Compiled and tested in Ubuntu {22.04} with GCC compiler {11.4} and with MSVC {visual studio 2022 with C/C++ compiler version 19.37.32824} compiler in Windows.
Modified code in CpuArch.c, MainAr.cpp and SystemInfo.cpp, to implement AVX512 code path separately.
LZMA benchmark:
* command used - 7zz.exe/7zz b - {Windows or Linux respectively}
* Revised and introduced distinct functions and code paths for AVX-512, utilizing function names incorporating "_512 " in LzmaEnc.c, LzFind.c, and LzFindOpt.c, through the use of function pointers.
* Optimized certain loops, with declaration of UPDATEmaxlen macro in the LzFind.c, ReadMatchDistances and in GetMatchesSpecN_2 functions. Implemented the assembly with the similar changes for multithreading in case of LZMA benchmark in the file LzFindOpt.asm
* For enabling AVX512 based instructions in a machine with AVX512 support on windows with MSVC, need to set USE_AVX512=1 in the environment before build and before executing the executable.

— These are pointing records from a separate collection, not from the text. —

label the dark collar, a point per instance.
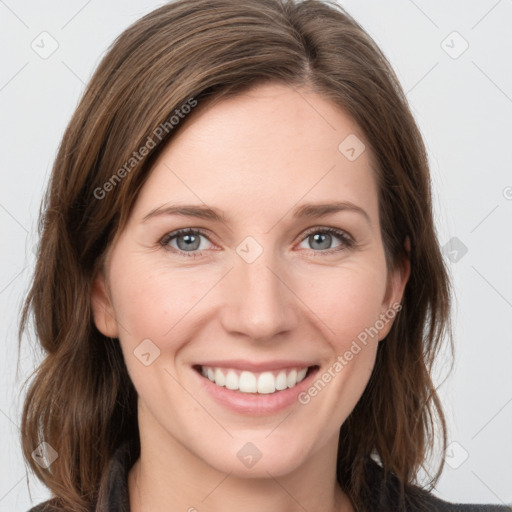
(114, 495)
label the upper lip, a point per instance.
(251, 366)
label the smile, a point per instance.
(244, 381)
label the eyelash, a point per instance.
(347, 240)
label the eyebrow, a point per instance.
(308, 210)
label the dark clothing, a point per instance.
(383, 496)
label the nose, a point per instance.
(259, 303)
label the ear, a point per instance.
(103, 311)
(397, 280)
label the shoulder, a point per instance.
(385, 496)
(431, 502)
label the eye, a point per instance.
(188, 242)
(320, 239)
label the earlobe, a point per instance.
(395, 289)
(103, 312)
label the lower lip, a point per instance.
(254, 403)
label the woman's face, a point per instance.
(268, 285)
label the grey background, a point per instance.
(463, 105)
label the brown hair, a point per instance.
(81, 400)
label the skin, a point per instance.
(256, 157)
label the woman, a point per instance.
(203, 353)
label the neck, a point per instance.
(167, 476)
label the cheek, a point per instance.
(348, 300)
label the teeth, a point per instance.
(249, 382)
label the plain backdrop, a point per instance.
(454, 62)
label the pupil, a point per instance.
(322, 237)
(189, 241)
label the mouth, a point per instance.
(255, 383)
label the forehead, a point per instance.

* For enabling AVX512 based instructions in Linux with GCC environment, made use of MY_ARCH = -march=native in 7zip_gcc.mak file, so that, automatically compiler choses highest available architecture.
AES Benchmark:
* command used - 7zz.exe/7zz b -mm=AES256CBC:3 - { Windows or Linux respectively}
* Modified and created separate function for AesCbc_Decode_HW for 512 variant with name as "AesCbc_Decode_HW_512".
* Implemented the assembly version in AesOpt.asm for the same function and added changes by creating new function with above name and modified the num_ways for AVX512 variant as 8 instead of default 11 ways, as we find "num_ways=8" is much more optimized for 512 variant.

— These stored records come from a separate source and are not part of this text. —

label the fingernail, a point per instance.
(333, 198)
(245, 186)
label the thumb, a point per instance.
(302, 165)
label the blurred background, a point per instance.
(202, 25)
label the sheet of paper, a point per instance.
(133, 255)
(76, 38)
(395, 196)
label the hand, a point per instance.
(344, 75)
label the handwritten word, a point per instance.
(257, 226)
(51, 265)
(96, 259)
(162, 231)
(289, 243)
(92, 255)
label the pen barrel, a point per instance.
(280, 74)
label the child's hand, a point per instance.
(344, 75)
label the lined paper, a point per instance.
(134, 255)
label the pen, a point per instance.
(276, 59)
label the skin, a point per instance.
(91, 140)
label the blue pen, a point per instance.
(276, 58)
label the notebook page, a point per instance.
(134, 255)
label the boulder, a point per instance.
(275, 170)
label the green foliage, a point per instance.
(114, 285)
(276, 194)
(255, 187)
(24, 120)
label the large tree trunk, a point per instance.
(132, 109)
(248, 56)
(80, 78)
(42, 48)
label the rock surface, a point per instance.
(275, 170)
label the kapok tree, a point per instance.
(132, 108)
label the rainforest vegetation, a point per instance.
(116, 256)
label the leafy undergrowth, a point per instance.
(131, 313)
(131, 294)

Tested overall code in AVX2 machines as well.
Results for LZMA and AES benchmarks taken on Intel Icelake {I5-13600K} and AMD 7600X - are attached below along with the patch.

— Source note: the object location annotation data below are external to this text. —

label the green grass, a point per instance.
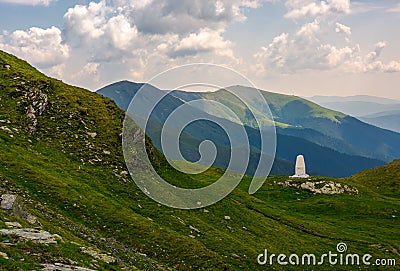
(76, 187)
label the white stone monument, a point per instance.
(300, 169)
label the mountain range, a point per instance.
(68, 202)
(333, 143)
(378, 111)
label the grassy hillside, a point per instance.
(65, 163)
(302, 127)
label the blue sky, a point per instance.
(301, 47)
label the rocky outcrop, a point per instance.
(34, 235)
(98, 255)
(321, 187)
(7, 201)
(63, 267)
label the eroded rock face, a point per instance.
(63, 267)
(322, 187)
(7, 201)
(34, 235)
(98, 255)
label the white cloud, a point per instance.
(313, 8)
(41, 47)
(28, 2)
(304, 50)
(185, 16)
(205, 41)
(100, 30)
(344, 29)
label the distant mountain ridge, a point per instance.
(377, 111)
(331, 137)
(71, 182)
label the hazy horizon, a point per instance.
(296, 47)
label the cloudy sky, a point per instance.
(301, 47)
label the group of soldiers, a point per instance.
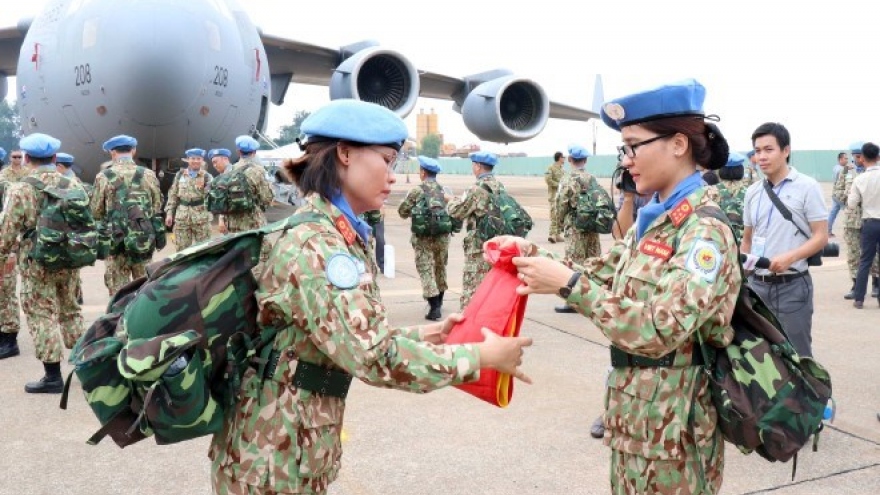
(52, 298)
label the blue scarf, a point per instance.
(363, 230)
(655, 208)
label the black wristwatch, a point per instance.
(565, 290)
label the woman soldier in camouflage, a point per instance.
(319, 288)
(673, 276)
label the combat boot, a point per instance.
(51, 383)
(8, 345)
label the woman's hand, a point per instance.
(541, 275)
(503, 353)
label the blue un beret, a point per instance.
(578, 152)
(734, 159)
(356, 121)
(430, 164)
(64, 159)
(118, 141)
(246, 144)
(484, 157)
(670, 100)
(39, 145)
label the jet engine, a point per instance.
(378, 76)
(506, 109)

Hi @ipavlov please refer to the updated performance results sheet attached in this comment. Just a minor update in the column names of LZMA performance. Also the configuration of the Intel machine we tested is {I5-1035G1} and not I5-13000K as quoted in the above message. Thanks
Last edit: sai krishna 2024-01-29
Hi @ipavlov, we have re-run our implementations on AMD Ryzen 5 9600X {Granite}, With the AES decompression algorithm implemented with AVX512, we observe approx.77 % boost in comparison to the base version. Kindly check the implementations and let us know if these can be integrated. Thanks.